Sphingosine kinase inhibition ameliorates chronic hypoperfusion-induced white matter lesions

• White matter lesions (WML) are thought to contribute to vascular cognitive impairment in elderly patients, and may be related to disruption of oligodendrocyte progenitor cell (OPC) differentiation resulting in failure of myelin sheath formation.
• Oligodendroglia differentiation and function is regulated by sphingosine kinase (SphK)/sphingosine-1-phosphate (S1P) mediated signaling pathways which are known to be altered in hypoxia.
• A mouse bilateral carotid artery stenosis (BCAS) model of chronic cerebral hypoperfusion showed hypoxia inducible factor (HIF)-1α, Sphk2, S1P, and OPC marker NG2 up-regulation together with accumulation of WML.
• Co-treatment of BCAS with the SphK inhibitor, SKI-II showed partial reversal of SphK2, S1P and NG2 elevation and amelioration of WML.
• In a chemical model of hypoxia, SKI-II reversed the suppression of OPC differentiation in vitro.
• The HIF-1α-SphK2-S1P-mediated disruption of OPC differentiation may be a potential therapeutic target for white matter disease.

White matter lesions (WML) are thought to contribute to vascular cognitive impairment in elderly patients. Growing evidence show that failure of myelin formation arising from the disruption of oligodendrocyte progenitor cell (OPC) differentiation is a cause of chronic vascular white matter damage. The sphingosine kinase (SphK)/sphingosine-1-phosphate (S1P) signaling pathway regulates oligodendroglia differentiation and function, and is known to be altered in hypoxia.

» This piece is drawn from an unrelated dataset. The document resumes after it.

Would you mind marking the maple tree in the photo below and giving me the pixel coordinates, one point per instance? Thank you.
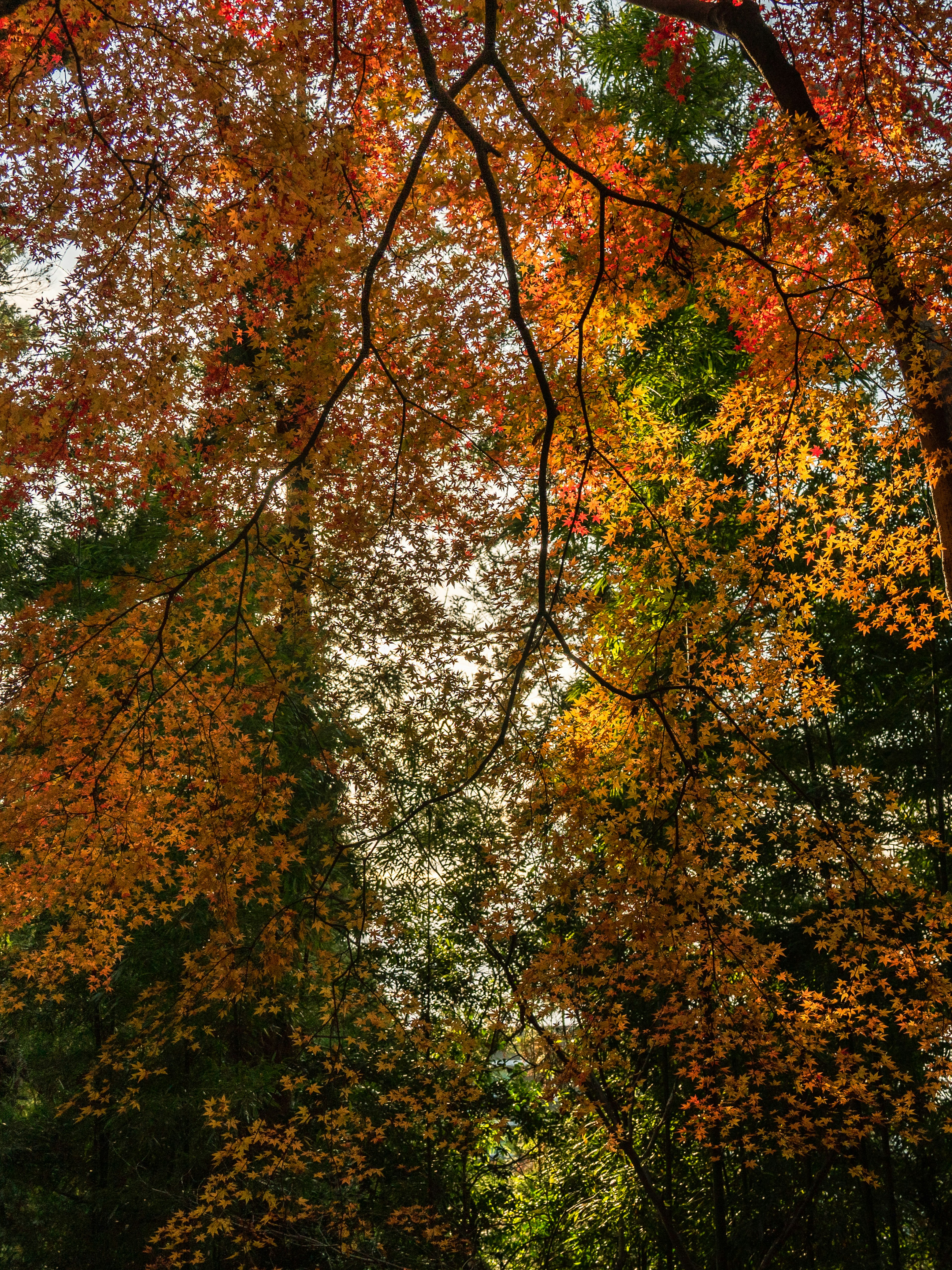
(430, 480)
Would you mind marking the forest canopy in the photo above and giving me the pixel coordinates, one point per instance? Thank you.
(475, 571)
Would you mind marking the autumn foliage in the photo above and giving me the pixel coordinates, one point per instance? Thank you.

In this study, we measured SphK, S1P as well as markers of WML, hypoxia and OPC (NG2) in a mouse bilateral carotid artery stenosis (BCAS) model of chronic cerebral hypoperfusion. Our results indicated that BCAS induced hypoxia inducible factor (HIF)-1α, Sphk2, S1P, and NG2 up-regulation together with accumulation of WML. In contrast, BCAS mice treated with the SphK inhibitor, SKI-II, showed partial reversal of SphK2, S1P and NG2 elevation and amelioration of WML. In an in vitro model of hypoxia, SKI-II reversed the suppression of OPC differentiation. Our study suggests a mechanism for hypoperfusion-associated WML involving HIF-1α-SphK2-S1P-mediated disruption of OPC differentiation, and proposes the SphK signaling pathway as a potential therapeutic target for white matter disease.